POST-GIG EDIT – Before I went out this evening, I wrote: “Can’t remember the last time I was this excited about a gig.”
… and …
“I’m particularly looking forward to this song”:
Now that I’m home again, I’m absolutely buzzing, and Pauper’s Dough wasn’t even the highlight! Whilst the concert wasn’t at all what I was expecting, it has turned into one of my undoubted highlights of the year. From managing to park just round the corner from the venue, through finding it’s a place that let’s you take a drink into the auditorium, to getting a single seat between two couples on the front row, my evening just got better and better. Hang on, I’m getting ahead of myself, but pffft, you’ll just have to forgive me for that!
Call me daft, but after reading Alex Petridis’ review in The Grauniad, and exchanging a couple of messages with friends, I was expecting to watch the From Scotland With Love film tonight, except with King Creosote playing the music live along to it. However, as soon as I got inside the Howard Assembly Rooms in Leeds, and there was no screen erected, that obviously wasn’t going to be the case.
First things first, support act Charlie Cunningham. An impressive guitarist – listen HERE – and one with a neat turn of phrase as a lyricist too. Debut EP out next month, folks, I suggest you look out for it. He left to warm applause, but his evening wasn’t over.
Tonight’s King Creosote line-up comprised Kenny for voice, guitar and accordion, “Captain Geeko The Dead Aviator” on (African) drum and occasional guitar, and “Pete-Harvey-Aged-11” on cello. The first few songs were exactly what I expected, namely Something To Believe In, Cargill and Largs. With no film to keep time to, Kenny was able to get into full-on chatty mode between songs, which was much appreciated by all, and particularly funny ahead of Miserable Strangers. But then they caught me out: Pauper’s Dough came up next, so I wasn’t ready with phone on video mode. Oh well. You’ll just have to take my word for how good it was, albeit lacking in backing voices to create the crescendo of the studio version. Even here, Kenny was pushing my emotional buttons, by changing the studio version’s “I want better for my boy” to “I want better for my girls”.
Once we’d got the selection of songs from FSWL out of the way, we could get into the back catalogue.
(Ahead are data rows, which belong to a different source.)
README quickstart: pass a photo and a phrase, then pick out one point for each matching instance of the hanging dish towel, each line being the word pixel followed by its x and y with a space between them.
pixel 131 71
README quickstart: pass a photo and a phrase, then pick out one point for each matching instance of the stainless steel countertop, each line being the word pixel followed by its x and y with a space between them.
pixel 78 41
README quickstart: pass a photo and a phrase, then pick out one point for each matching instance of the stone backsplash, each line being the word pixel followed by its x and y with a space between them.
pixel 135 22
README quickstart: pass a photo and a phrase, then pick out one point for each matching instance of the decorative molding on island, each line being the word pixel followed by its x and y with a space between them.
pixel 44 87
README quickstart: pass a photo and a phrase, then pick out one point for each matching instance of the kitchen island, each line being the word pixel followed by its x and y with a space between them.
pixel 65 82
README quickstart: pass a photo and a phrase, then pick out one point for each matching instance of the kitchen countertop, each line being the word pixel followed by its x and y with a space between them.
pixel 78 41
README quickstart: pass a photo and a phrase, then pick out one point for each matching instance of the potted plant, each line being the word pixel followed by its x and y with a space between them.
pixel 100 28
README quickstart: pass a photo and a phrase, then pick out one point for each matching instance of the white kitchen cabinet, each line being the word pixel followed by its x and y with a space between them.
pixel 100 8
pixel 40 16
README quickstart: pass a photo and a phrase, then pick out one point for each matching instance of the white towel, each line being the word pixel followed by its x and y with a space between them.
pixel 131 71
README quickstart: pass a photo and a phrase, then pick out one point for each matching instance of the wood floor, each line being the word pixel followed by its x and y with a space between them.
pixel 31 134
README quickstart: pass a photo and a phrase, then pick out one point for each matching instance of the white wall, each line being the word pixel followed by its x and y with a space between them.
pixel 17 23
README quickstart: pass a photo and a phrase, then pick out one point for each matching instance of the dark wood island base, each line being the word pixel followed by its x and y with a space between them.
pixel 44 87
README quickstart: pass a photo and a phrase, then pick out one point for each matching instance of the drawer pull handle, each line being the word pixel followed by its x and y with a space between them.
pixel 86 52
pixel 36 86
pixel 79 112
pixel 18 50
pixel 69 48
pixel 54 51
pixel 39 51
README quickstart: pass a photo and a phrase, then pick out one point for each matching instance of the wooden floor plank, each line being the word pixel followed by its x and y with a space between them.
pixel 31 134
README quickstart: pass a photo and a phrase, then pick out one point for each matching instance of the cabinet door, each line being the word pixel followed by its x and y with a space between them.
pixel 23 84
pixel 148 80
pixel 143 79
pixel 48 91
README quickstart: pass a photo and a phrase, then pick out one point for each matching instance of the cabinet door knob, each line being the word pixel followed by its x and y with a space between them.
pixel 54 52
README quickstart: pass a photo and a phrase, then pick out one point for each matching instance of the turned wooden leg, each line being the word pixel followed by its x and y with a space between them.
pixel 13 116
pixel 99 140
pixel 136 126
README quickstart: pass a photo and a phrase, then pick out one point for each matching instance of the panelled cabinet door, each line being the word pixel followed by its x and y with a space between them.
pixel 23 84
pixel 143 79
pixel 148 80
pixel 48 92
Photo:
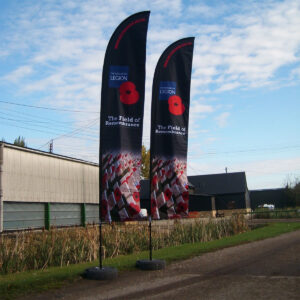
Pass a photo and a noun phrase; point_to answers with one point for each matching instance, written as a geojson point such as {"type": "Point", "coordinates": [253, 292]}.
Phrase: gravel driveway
{"type": "Point", "coordinates": [268, 269]}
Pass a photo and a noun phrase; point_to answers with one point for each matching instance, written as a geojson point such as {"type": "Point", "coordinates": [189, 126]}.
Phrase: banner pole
{"type": "Point", "coordinates": [150, 238]}
{"type": "Point", "coordinates": [100, 244]}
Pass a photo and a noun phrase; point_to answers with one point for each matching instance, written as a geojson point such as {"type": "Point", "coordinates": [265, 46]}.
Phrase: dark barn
{"type": "Point", "coordinates": [220, 193]}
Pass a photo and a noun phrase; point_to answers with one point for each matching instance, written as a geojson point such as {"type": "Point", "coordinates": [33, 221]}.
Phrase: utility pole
{"type": "Point", "coordinates": [51, 146]}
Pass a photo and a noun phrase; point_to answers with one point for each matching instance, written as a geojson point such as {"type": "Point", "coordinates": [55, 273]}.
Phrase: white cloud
{"type": "Point", "coordinates": [18, 74]}
{"type": "Point", "coordinates": [222, 119]}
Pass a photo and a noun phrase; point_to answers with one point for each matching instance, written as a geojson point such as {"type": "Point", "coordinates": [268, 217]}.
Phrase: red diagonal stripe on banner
{"type": "Point", "coordinates": [174, 50]}
{"type": "Point", "coordinates": [126, 28]}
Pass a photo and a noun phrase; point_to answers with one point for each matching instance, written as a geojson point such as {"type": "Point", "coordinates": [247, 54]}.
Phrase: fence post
{"type": "Point", "coordinates": [83, 214]}
{"type": "Point", "coordinates": [47, 215]}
Amongst others, Leslie (a request following a session at Jumbo Records earlier in the day. Kenny: “We’ll play you one of the two you asked for.”), 678, The Anne Frank Break and potential new DsD fave On Esther’s Planet (why don’t I know this song? It’s ace!) were all well introduced, well played and well received. Late on, Kenny expanded the band to a four-piece by getting Charlie Cunningham back on stage, and gained brownie points from this reviewer by eschewing the drawn-out, clichéd shenanigans around calling for an encore. So we got straight into Bats In The Attic (actually a rare mis-step in the evening – I thought I spied a little evidence of having-to-go-through-the-motions here) and Not One Bit Ashamed, which pleased the aforementioned Jumbo attendee no end – this was request 2 of 2.
But then, all of a sudden, the evening was over. 85 minutes gone in a flash.
At this point, as I’m leaving, this was going to be an 8/10 score gig. But then I turned and went back into the auditorium to see what was on “the merch stall” Kenny had plugged earlier. When I saw that Pete was manning the desk, and Kenny was chatting with whoever wanted him, I dived in. Knowing I was going to write this review, I asked if there was a written setlist I could scrounge as a crib sheet. When Pete said ‘No’, I found myself mumbling an apology, along the lines of “Oh well, not to worry, you played a lot of my favourites anyway.” As Kenny signed my new CD copy of That Might Well Be It, Darling, I added “In fact, about the only one of my favourites you didn’t play was … And The Racket They Made, which probably doesn’t lend itself to being played live.” Kenny looked at me, grinned, and beckoned me to follow him. He got Captain Geeko to unpack the guitar, sat me down next to him on the edge of the stage, AND PLAYED IT JUST FOR ME!
I could have cried, folks. The song means an awful lot to me anyway, has done for years, and everyone I know knows it. Add the missing 2 to that 8/10 gig score immediately! I did walk back to my car and drove home, but quite frankly I could’ve flown back here unaided, I was THAT high!!!
Thank you Kenny, very VERY much indeed. Hope to see you again soon, maybe at Halifax Minster next time, eh?
Now … have I come down from the clouds enough to go to bed yet?